My New Year’s Resolution is to get more sleep. This can only be achieved by going to bed at the same time as my children, which does limit my life. It even limits the time the Amazon Prime delivery drivers can see me in normal clothes.
“Are you ill?” my husband asks when he finds me slumped on the sofa in my pyjamas at 7pm.
“No, I’m not ill. I’m tired.”
“You sound tired.”
“I am tired. I’m tired all the time!”
“Me too,” my husband says. “Anything for dinner?”
“Nope. And it’s not a competition.” I say.
“I’m just saying I’m tired too.”
“But are you tired all the time?” I ask
“Yes. Shall I order a curry?”
I nod but I am thinking: How? How can he be tired all the time when he is asleep, when I am awake? How can he be tired all the time when he can sit on a train, while I am running around after Milk and Mayhem for 12 hours every day without even going to the toilet on my own?

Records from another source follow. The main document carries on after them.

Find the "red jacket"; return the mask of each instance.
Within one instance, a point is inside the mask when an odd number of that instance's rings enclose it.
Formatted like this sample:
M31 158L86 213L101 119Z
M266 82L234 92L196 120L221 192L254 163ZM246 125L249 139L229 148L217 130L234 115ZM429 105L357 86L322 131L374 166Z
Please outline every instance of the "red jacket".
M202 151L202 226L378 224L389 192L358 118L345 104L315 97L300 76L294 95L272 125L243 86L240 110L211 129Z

I’m too tired to say all this because I’ve said it all before, and I’ve heard the counter argument, which is equally convincing.
“Actually, scrap the curry I’m going to bed.”
My husband shrugs and orders his Chicken Dhansak.
I need to go to bed early because I have a special alarm clock, which goes off at 4.20am. I can’t turn it off, or turn it down, or throw it across the room. I’ve tried to find the snooze option, but nothing works, because my alarm clock is Mayhem and his incessant shouting every morning.
“Downstairs Mummy! Downstairs! Doooooowwwwn Staaaaaaiiiiiirrrrrrrs Mummmmeeeeeeeeeee!”
I wish we lived in a bungalow.
And so, our day begins.
When people say ‘Margaret Thatcher ran the country on four hours’ sleep a night’, I always expect them to add, ‘and that’s why she messed it up.’
I take Mayhem downstairs before he wakes up the others. We spend our first few moments together wandering round the kitchen searching for slugs. This is their time. They slip out of the skirting boards at night and feed on dried baked beans under the table. They leave their silvery trails along the carpet in the playroom. But they will have to change their routine if they are to survive our early risings.
I find it hard to kill things, so we chuck the slugs into the Mud Kitchen outside.
“Slugs flying,” squeals Mayhem. “Like Batman mummy!”
Not really I think, but nod enthusiastically at his wild imagination.
Because someone who works in TV has decided that all children get up at 6am, there is no children’s TV on at this time. I scramble around for a Peppa Pig DVD, but find Peter Rabbit inside the box. Surely (and this does sound odd) that means Peppa Pig will be inside Peter Rabbit? But no, instead I find Fireman Sam smiling out at me.
“Peppa Pig?” says Mayhem hopefully.
I spend the next ten minutes opening and shutting DVD boxes, while Mayhem asks increasingly loudly for Peppa Pig. Of course, Peppa Pig is still in the DVD player, and we are soon accompanied by loud cheerful music and giggling pigs.
By the time my husband and Milk emerge at 6am, I have made banana cakes, thrown away some Lego which hurt my foot, washed up, unloaded and reloaded the dishwasher, discovered a plastic box with old porridge and raisins stuffed at the back of the fridge and nearly persuaded Mayhem to try it, done a load of washing, which is now in the drier, and am in the middle of an online grocery shop.
“We’ve been catching slugs too,” I say, not wanting to miss out anything I have achieved.
Milk’s eyes widen.
“I want to do that mummy. I want to catch slugs. Can I catch slugs with you and Mayhem tomorrow?”
“That would make my day,” I say, staring at the back of my husband’s head as he gently stirs his espresso.